Introduction: Fetuses at risk of premature delivery are now routinely exposed to maternal treatment with synthetic glucocorticoids. Despite their widespread use, there is little knowledge of how these steroids interact with common insults in utero such as asphyxia. This study aimed to evaluate whether glucocorticoids given before severe asphyxia would reduce injury, through improved cardiovascular support during the primary insult and increased metabolic support during the recovery period. Methods: Chronically instrumented preterm fetal sheep at 0.7 gestation were exposed to maternal intramuscular injection of 12 mg dexamethasone, or saline, 4 hours before a 25 minute complete umbilical cord occlusion (asphyxia), or sham asphyxia. The groups studied were sham asphyxia + saline (n=8), asphyxia + saline (n=12), sham asphyxia + saline (n=12), and asphyxia + dexamethasone (n=7). Continuous monitoring was carried out for seven days, and then brains were taken at post mortem for histological analysis. Results: Asphyxia + dexamethasone fetuses had higher CaBF from 5-10 minutes occlusion (P<0.05), and a significantly attenuated rise in impedance compared to the asphyxia + saline group from 11-24 minutes of occlusion (P<0.05). During early recovery, CaBF was significantly lower in the asphyxia + dexamethasone group versus asphyxia + saline group from 2-8 hours, when EEG amplitude was markedly higher (P<0.05).

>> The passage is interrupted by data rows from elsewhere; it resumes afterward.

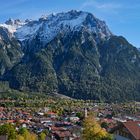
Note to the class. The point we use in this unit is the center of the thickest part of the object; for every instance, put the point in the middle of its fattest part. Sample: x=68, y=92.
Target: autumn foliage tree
x=93, y=131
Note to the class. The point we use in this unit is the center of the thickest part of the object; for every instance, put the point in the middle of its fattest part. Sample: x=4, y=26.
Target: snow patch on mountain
x=46, y=28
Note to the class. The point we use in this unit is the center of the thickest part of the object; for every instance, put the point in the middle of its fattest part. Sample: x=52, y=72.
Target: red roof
x=134, y=128
x=63, y=134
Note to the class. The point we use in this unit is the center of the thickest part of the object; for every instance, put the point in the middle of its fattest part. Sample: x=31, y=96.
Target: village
x=121, y=120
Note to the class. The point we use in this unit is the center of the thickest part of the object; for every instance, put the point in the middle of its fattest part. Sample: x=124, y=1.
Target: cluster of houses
x=68, y=126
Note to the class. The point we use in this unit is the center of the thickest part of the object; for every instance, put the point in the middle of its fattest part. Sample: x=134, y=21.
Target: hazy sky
x=122, y=16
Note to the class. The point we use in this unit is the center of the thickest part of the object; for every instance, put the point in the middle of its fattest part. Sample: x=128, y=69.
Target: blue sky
x=122, y=16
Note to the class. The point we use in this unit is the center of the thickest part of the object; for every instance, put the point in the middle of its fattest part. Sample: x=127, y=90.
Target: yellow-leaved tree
x=93, y=131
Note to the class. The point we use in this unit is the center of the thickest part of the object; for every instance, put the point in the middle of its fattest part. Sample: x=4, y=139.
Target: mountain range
x=72, y=53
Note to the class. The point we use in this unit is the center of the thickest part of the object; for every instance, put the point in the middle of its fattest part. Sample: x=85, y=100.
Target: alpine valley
x=72, y=53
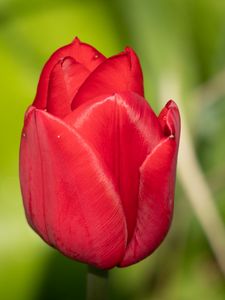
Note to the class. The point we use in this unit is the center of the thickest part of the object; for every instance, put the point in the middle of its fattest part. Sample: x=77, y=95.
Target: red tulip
x=97, y=166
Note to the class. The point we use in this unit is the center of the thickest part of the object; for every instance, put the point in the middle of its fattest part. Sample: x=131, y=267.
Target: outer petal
x=117, y=74
x=83, y=53
x=156, y=191
x=64, y=81
x=83, y=219
x=123, y=129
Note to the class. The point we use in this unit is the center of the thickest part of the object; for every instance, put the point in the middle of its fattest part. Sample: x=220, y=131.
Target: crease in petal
x=116, y=74
x=156, y=191
x=123, y=129
x=83, y=53
x=64, y=81
x=79, y=216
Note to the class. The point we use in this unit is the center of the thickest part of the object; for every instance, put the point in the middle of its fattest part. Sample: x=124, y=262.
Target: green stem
x=96, y=284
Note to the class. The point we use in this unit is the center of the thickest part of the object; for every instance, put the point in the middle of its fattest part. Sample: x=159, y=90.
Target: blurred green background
x=181, y=45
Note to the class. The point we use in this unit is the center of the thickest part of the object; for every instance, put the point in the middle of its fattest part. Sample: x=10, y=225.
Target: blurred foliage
x=186, y=37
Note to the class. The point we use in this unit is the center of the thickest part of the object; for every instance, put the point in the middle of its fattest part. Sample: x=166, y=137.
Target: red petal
x=69, y=196
x=123, y=129
x=83, y=53
x=65, y=79
x=169, y=119
x=156, y=193
x=116, y=74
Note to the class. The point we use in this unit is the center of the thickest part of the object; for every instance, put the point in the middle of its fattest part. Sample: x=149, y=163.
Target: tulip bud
x=97, y=166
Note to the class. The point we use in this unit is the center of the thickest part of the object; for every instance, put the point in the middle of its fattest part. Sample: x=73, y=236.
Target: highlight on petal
x=123, y=129
x=83, y=53
x=116, y=74
x=156, y=191
x=65, y=209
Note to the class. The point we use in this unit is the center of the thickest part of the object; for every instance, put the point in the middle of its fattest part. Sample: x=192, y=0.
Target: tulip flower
x=97, y=165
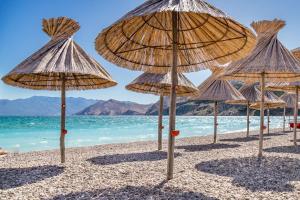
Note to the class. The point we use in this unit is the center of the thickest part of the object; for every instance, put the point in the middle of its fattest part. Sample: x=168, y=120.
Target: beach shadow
x=207, y=147
x=135, y=193
x=242, y=139
x=296, y=141
x=16, y=177
x=132, y=157
x=272, y=134
x=284, y=149
x=265, y=174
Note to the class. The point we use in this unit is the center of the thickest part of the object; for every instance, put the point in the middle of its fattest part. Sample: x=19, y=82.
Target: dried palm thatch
x=61, y=56
x=283, y=86
x=271, y=102
x=142, y=39
x=162, y=36
x=269, y=60
x=296, y=52
x=160, y=84
x=269, y=57
x=60, y=65
x=216, y=90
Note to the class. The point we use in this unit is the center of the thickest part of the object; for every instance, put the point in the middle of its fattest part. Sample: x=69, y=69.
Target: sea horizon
x=27, y=133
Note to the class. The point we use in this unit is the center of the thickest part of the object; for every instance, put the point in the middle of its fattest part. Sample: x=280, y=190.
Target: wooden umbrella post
x=261, y=132
x=284, y=110
x=172, y=111
x=215, y=121
x=295, y=116
x=268, y=111
x=248, y=118
x=160, y=124
x=63, y=118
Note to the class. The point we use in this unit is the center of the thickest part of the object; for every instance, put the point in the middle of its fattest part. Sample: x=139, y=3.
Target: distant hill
x=42, y=106
x=114, y=107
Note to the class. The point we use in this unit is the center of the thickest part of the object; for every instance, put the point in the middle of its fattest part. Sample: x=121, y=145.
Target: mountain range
x=42, y=106
x=50, y=106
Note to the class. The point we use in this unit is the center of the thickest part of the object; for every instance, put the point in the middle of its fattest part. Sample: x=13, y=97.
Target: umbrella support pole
x=268, y=112
x=172, y=111
x=262, y=105
x=295, y=116
x=63, y=119
x=160, y=124
x=283, y=128
x=215, y=121
x=248, y=118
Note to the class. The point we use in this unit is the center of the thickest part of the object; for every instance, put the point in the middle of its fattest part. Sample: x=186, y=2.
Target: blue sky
x=21, y=35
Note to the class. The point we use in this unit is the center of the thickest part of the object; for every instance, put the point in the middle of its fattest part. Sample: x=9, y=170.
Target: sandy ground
x=227, y=170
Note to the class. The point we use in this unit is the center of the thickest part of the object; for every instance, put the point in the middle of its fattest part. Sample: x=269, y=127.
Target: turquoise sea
x=23, y=134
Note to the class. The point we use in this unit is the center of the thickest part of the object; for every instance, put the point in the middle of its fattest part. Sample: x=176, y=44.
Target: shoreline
x=226, y=170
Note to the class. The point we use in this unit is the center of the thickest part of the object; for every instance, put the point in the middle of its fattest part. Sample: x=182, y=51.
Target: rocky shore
x=227, y=170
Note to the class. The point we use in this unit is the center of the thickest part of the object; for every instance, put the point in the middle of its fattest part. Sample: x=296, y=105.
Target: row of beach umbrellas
x=165, y=38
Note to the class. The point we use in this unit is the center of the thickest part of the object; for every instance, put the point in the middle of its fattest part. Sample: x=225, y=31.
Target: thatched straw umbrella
x=60, y=65
x=290, y=100
x=215, y=89
x=160, y=84
x=252, y=95
x=271, y=102
x=269, y=61
x=163, y=36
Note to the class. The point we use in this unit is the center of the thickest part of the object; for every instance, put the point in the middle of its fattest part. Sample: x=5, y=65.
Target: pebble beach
x=226, y=170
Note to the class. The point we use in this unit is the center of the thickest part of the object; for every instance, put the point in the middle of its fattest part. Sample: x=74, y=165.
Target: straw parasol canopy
x=60, y=65
x=269, y=57
x=142, y=39
x=160, y=84
x=163, y=36
x=215, y=89
x=61, y=56
x=252, y=95
x=269, y=60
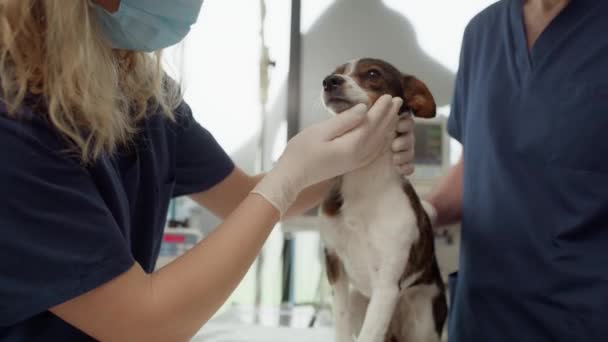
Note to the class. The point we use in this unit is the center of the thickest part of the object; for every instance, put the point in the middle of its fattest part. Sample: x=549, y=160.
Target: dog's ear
x=417, y=97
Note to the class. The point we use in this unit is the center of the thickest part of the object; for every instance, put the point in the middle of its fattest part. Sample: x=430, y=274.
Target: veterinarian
x=95, y=141
x=531, y=110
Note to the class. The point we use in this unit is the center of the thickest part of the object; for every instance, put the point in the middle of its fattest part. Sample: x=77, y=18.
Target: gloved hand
x=430, y=210
x=403, y=146
x=345, y=142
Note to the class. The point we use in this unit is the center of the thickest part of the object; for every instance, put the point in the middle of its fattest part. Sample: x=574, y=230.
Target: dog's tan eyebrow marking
x=340, y=70
x=351, y=67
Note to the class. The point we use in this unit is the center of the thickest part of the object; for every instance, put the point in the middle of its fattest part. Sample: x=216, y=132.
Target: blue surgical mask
x=148, y=25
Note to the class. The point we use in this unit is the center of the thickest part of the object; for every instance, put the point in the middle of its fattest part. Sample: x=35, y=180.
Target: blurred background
x=252, y=71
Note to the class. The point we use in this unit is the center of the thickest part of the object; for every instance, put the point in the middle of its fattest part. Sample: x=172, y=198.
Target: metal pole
x=293, y=127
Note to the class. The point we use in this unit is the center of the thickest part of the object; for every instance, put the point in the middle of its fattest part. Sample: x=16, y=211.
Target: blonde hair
x=94, y=95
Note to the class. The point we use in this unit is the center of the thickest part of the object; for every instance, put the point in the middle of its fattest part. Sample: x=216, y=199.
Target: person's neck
x=546, y=6
x=538, y=14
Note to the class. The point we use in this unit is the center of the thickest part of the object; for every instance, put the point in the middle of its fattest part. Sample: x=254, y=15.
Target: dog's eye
x=373, y=74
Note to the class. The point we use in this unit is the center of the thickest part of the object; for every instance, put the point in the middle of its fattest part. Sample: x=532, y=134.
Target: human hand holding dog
x=346, y=142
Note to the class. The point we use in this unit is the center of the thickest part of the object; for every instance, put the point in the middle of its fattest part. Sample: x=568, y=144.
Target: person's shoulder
x=488, y=17
x=26, y=132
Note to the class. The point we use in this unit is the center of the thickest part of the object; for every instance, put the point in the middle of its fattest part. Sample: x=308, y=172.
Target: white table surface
x=243, y=324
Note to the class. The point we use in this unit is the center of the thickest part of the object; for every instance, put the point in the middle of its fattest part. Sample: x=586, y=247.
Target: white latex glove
x=345, y=142
x=403, y=146
x=430, y=210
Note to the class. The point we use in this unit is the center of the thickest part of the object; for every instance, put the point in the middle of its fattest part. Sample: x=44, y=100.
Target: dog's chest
x=374, y=226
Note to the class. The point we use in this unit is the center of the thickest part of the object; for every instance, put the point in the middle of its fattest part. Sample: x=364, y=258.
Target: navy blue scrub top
x=534, y=129
x=67, y=229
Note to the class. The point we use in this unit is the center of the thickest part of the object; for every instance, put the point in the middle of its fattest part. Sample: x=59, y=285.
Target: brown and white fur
x=379, y=243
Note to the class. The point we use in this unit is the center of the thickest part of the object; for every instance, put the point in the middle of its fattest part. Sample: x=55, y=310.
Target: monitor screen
x=429, y=145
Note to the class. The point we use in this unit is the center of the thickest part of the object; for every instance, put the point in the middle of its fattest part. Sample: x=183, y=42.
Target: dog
x=378, y=240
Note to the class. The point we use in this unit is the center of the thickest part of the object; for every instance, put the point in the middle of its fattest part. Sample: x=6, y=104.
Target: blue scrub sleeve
x=201, y=162
x=58, y=238
x=458, y=107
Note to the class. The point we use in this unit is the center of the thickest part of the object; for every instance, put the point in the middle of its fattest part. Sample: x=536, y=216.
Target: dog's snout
x=332, y=82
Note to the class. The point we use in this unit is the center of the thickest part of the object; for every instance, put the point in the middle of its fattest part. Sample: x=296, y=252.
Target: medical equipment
x=177, y=241
x=432, y=156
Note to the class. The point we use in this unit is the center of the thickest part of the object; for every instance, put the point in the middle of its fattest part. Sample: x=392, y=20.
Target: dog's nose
x=332, y=82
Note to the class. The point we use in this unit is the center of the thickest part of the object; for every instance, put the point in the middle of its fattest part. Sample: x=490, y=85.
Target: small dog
x=379, y=242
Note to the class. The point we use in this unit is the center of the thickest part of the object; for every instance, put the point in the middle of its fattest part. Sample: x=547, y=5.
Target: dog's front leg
x=379, y=312
x=339, y=284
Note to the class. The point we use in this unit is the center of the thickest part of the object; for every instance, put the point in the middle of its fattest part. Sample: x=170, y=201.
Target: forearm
x=194, y=286
x=447, y=196
x=306, y=200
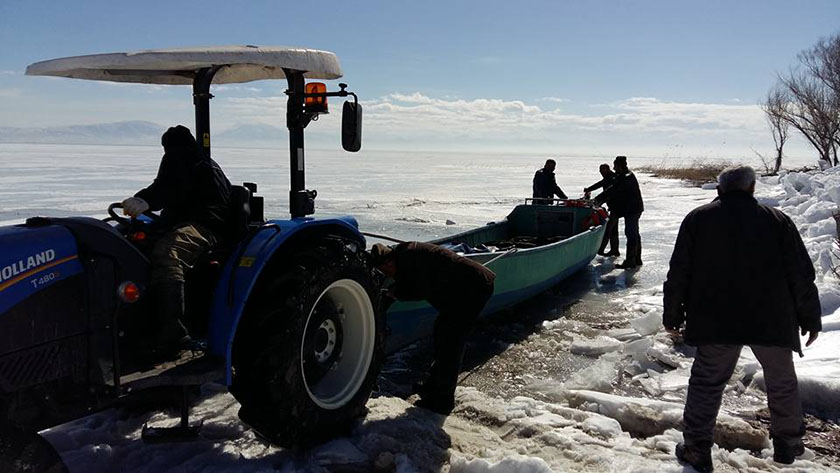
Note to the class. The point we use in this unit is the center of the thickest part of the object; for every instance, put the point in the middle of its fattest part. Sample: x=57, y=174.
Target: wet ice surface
x=577, y=379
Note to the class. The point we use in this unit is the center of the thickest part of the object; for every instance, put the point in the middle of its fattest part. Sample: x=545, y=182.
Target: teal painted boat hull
x=521, y=274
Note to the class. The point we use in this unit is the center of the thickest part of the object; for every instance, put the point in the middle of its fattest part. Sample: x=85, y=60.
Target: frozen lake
x=591, y=384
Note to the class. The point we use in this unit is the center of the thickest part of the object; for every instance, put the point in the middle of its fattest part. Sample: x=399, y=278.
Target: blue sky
x=670, y=78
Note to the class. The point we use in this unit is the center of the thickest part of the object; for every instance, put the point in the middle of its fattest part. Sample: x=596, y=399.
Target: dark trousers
x=172, y=256
x=177, y=251
x=610, y=236
x=634, y=240
x=712, y=368
x=452, y=327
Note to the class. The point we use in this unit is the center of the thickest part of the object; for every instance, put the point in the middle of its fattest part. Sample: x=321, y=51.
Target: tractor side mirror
x=351, y=126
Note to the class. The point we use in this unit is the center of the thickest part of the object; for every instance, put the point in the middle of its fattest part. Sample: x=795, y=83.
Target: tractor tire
x=310, y=346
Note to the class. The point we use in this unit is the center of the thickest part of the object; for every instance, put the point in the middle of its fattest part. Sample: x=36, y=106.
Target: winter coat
x=437, y=275
x=545, y=186
x=189, y=188
x=624, y=196
x=741, y=275
x=606, y=183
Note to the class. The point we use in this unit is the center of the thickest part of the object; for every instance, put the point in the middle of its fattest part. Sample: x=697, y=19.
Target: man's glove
x=812, y=336
x=134, y=206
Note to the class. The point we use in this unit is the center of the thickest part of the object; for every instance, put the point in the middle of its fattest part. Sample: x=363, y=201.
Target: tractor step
x=191, y=368
x=183, y=432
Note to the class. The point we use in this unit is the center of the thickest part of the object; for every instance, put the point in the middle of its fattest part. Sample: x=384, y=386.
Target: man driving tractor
x=194, y=195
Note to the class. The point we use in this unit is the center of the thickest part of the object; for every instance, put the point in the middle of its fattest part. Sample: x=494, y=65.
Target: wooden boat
x=536, y=247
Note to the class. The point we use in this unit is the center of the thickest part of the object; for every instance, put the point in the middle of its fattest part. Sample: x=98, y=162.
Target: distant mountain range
x=134, y=133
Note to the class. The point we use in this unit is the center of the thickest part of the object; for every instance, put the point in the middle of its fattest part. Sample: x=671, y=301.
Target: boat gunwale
x=593, y=229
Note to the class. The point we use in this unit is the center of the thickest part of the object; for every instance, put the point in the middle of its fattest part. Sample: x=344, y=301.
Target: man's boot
x=700, y=457
x=630, y=260
x=172, y=335
x=639, y=254
x=786, y=453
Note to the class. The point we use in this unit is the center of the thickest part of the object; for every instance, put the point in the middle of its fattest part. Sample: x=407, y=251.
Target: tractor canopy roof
x=180, y=66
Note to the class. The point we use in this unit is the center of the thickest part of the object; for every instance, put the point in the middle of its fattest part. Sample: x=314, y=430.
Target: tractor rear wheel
x=309, y=348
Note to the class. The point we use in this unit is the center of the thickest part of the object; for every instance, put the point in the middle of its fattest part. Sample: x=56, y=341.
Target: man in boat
x=625, y=201
x=457, y=287
x=194, y=196
x=545, y=185
x=740, y=275
x=611, y=232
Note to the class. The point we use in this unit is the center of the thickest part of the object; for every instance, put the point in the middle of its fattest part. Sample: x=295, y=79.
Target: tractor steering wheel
x=126, y=220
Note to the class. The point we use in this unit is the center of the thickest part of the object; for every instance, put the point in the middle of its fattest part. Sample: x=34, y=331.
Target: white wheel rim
x=341, y=383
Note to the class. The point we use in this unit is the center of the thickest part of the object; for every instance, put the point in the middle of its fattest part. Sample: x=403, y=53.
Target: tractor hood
x=179, y=66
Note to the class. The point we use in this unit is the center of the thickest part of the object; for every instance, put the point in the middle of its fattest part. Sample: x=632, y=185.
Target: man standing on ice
x=740, y=275
x=625, y=201
x=545, y=185
x=611, y=232
x=457, y=287
x=194, y=195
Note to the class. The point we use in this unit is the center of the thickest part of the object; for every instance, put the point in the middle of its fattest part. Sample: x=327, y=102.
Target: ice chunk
x=674, y=380
x=595, y=346
x=648, y=417
x=339, y=452
x=647, y=325
x=599, y=377
x=602, y=426
x=623, y=334
x=638, y=348
x=511, y=464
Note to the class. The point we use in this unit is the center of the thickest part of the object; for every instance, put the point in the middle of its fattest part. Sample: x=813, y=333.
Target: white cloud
x=228, y=88
x=426, y=122
x=553, y=99
x=9, y=93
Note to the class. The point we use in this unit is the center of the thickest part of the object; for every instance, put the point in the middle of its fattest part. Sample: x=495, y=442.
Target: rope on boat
x=508, y=252
x=382, y=237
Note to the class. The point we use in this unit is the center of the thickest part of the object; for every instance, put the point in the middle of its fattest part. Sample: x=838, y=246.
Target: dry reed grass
x=696, y=173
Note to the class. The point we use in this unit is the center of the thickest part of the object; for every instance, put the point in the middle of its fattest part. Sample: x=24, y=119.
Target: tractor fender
x=245, y=266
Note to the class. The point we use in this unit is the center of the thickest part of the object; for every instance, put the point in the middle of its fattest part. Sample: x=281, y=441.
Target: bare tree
x=823, y=62
x=813, y=95
x=814, y=111
x=775, y=107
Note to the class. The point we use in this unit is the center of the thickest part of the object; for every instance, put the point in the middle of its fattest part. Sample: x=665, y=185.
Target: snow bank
x=811, y=199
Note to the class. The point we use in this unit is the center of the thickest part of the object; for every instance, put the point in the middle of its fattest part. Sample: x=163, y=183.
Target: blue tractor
x=289, y=308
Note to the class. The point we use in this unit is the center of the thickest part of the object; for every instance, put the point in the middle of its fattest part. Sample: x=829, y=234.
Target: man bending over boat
x=457, y=287
x=545, y=185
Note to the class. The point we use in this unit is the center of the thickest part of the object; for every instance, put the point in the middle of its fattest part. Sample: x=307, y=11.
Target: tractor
x=289, y=308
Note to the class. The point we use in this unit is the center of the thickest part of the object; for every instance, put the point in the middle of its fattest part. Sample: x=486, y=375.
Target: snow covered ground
x=618, y=411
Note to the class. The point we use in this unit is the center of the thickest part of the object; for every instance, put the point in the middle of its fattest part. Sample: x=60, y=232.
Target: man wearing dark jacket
x=740, y=275
x=457, y=287
x=194, y=196
x=545, y=185
x=611, y=232
x=625, y=201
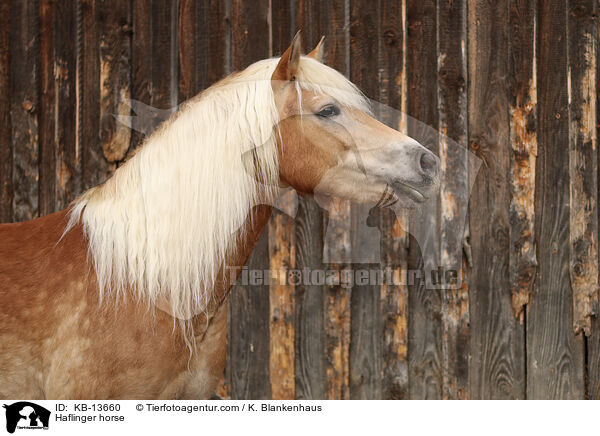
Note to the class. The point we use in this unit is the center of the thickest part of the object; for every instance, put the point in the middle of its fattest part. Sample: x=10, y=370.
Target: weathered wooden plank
x=425, y=327
x=187, y=52
x=249, y=342
x=249, y=307
x=6, y=162
x=282, y=308
x=523, y=140
x=164, y=54
x=24, y=108
x=211, y=58
x=141, y=68
x=212, y=43
x=496, y=366
x=282, y=252
x=310, y=297
x=394, y=229
x=593, y=341
x=583, y=162
x=310, y=348
x=555, y=358
x=452, y=103
x=330, y=19
x=115, y=85
x=95, y=169
x=366, y=361
x=67, y=147
x=47, y=143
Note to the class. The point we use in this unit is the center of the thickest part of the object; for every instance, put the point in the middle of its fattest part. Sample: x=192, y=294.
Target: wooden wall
x=513, y=81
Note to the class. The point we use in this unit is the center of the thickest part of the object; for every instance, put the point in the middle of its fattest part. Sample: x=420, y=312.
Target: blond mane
x=163, y=224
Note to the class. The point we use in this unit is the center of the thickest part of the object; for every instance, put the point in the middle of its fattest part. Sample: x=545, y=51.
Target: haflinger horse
x=123, y=295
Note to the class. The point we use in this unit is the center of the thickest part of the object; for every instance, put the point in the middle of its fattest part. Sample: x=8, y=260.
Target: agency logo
x=27, y=416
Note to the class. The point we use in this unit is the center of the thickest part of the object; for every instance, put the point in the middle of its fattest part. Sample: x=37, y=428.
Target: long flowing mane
x=163, y=224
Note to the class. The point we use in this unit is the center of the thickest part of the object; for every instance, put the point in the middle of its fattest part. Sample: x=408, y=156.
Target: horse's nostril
x=428, y=164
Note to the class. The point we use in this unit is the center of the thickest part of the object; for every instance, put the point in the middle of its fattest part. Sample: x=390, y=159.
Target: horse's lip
x=411, y=191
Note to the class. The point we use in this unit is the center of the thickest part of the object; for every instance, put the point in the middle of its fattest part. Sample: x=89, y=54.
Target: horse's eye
x=330, y=110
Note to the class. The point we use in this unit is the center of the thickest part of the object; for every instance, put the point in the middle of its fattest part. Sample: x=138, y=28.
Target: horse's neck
x=246, y=237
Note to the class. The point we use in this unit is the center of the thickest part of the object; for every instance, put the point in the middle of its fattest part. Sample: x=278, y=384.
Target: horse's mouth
x=393, y=194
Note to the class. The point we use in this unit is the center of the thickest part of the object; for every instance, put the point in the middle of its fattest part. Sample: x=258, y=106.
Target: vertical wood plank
x=310, y=357
x=141, y=54
x=583, y=162
x=6, y=162
x=593, y=341
x=164, y=54
x=188, y=37
x=282, y=308
x=96, y=168
x=496, y=366
x=425, y=327
x=25, y=107
x=452, y=103
x=523, y=140
x=47, y=144
x=66, y=145
x=555, y=360
x=310, y=298
x=281, y=230
x=333, y=19
x=365, y=327
x=115, y=85
x=250, y=305
x=394, y=236
x=212, y=42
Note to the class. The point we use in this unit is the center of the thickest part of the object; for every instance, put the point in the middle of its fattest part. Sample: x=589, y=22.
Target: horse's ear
x=318, y=52
x=288, y=64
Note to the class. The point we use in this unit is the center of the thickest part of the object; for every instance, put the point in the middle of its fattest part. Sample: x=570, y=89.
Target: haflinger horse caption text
x=290, y=417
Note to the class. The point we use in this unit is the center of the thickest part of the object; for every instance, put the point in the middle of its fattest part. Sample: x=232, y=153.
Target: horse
x=123, y=295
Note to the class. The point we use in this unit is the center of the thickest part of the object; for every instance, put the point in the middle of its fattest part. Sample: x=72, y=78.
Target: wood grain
x=6, y=161
x=66, y=145
x=141, y=64
x=554, y=355
x=115, y=83
x=496, y=366
x=583, y=162
x=424, y=305
x=47, y=143
x=523, y=140
x=249, y=308
x=310, y=297
x=95, y=167
x=282, y=254
x=25, y=108
x=454, y=195
x=366, y=363
x=394, y=229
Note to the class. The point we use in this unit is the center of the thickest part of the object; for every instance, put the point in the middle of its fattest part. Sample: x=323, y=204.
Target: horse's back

EEG spectral edge was suppressed in the asphyxia + dexamethasone group compared to all other groups from 52 hours until the end of the experiment, with a striking exacerbation of seizure activity. There was a profound increase in impedance in the asphyxia + dexamethasone group from 22-47 hours, followed by a significant drop below baseline levels (P<0.05). Histological analysis showed a significant reduction in neuron, and immature oligodendrocyte number and significantly increased microglia in the asphyxia + dexamethasone group (P<0.05). Conclusion Dexamethasone markedly altered the fetal adaptations to, and recovery from asphyxia resulting in a profound exacerbation of neural injury. Fetuses appeared to adapt better during the primary insult, with injury likely having been exacerbated during the latent and secondary phases of recovery.